Hospital Payout Over Mistaken Cancer Diagnosis

Nicky Broyd

December 16, 2020

A 53-year-old woman has received a £75,950 payout from East Kent Hospitals University NHS Foundation Trust after being misdiagnosed with a rare blood cancer. 

Janice Johnston was told she had polythycaemia rubra vera (PRV) in April 2017 and she began 18 months of chemotherapy, causing side effects and weight loss.

She was advised to stop working as a St John Ambulance care home auxiliary nurse due to her compromised immune system.

Referral

Eventually Janice Johnston told the Kent and Canterbury Hospital doctors she felt the chemotherapy wasn’t working and she wanted to try other treatment options.

She was referred to Guy’s Hospital in London where specialists arranged for her to have, for the first time, an ultrasound scan and bone marrow biopsy before confirming she did not have cancer.

However, she did have the non-malignant condition secondary polycythaemia which causes the body to over-produce red blood cells.

In January 2019, she took her medical negligence case to Girlings Personal Injury Claims.

The solicitors sought the opinion of an independent consultant haematologist who confirmed the initial PRV diagnosis should not have been made without an ultrasound scan and bone marrow biopsy.
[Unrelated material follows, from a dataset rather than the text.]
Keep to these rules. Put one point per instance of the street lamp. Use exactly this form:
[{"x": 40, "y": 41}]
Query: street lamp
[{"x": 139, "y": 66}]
The East Kent Hospitals University NHS Foundation Trust admitted liability in January 2020 and the claim was settled after negotiations.

Stressed and Angry

In a statement, Janice Johnston said: "The chemotherapy made me feel absolutely awful. I was so poorly that I wasn't living, I was just existing. I kept telling the hospital that I didn’t feel the chemo was helping but they just increased the dose each time. When I was finally told that I didn't have cancer, rather than feel relieved, I felt stressed and incredibly angry. If only I had been given the bone marrow biopsy and ultrasound scan from the outset, all of this could have been avoided.

"I even featured in a newspaper article to try and raise awareness of this form of blood cancer. I now feel like a total fraud and am mortified that people might think that I made it all up."

Her solicitor, Shantala Carr, said: "This is a case where straightforward investigations, which were not carried out, could have avoided the immense physical and emotional suffering that Janice went through and continues to go through.

"Not only did she have to deal with the emotional anguish of thinking she had cancer but she had to give her husband and four children the devastating news. She then suffered terrible side effects for nearly 2 years and lost her job as a result. Although she now knows she doesn’t have cancer, she is still recovering physically and emotionally. Failings like this that can impact someone’s life in such a drastic way are simply not acceptable."

Apology

An East Kent Hospitals spokesperson said: "A misdiagnosis of this kind is exceptionally rare and we wholeheartedly apologise to Ms Johnston for the omission in her care."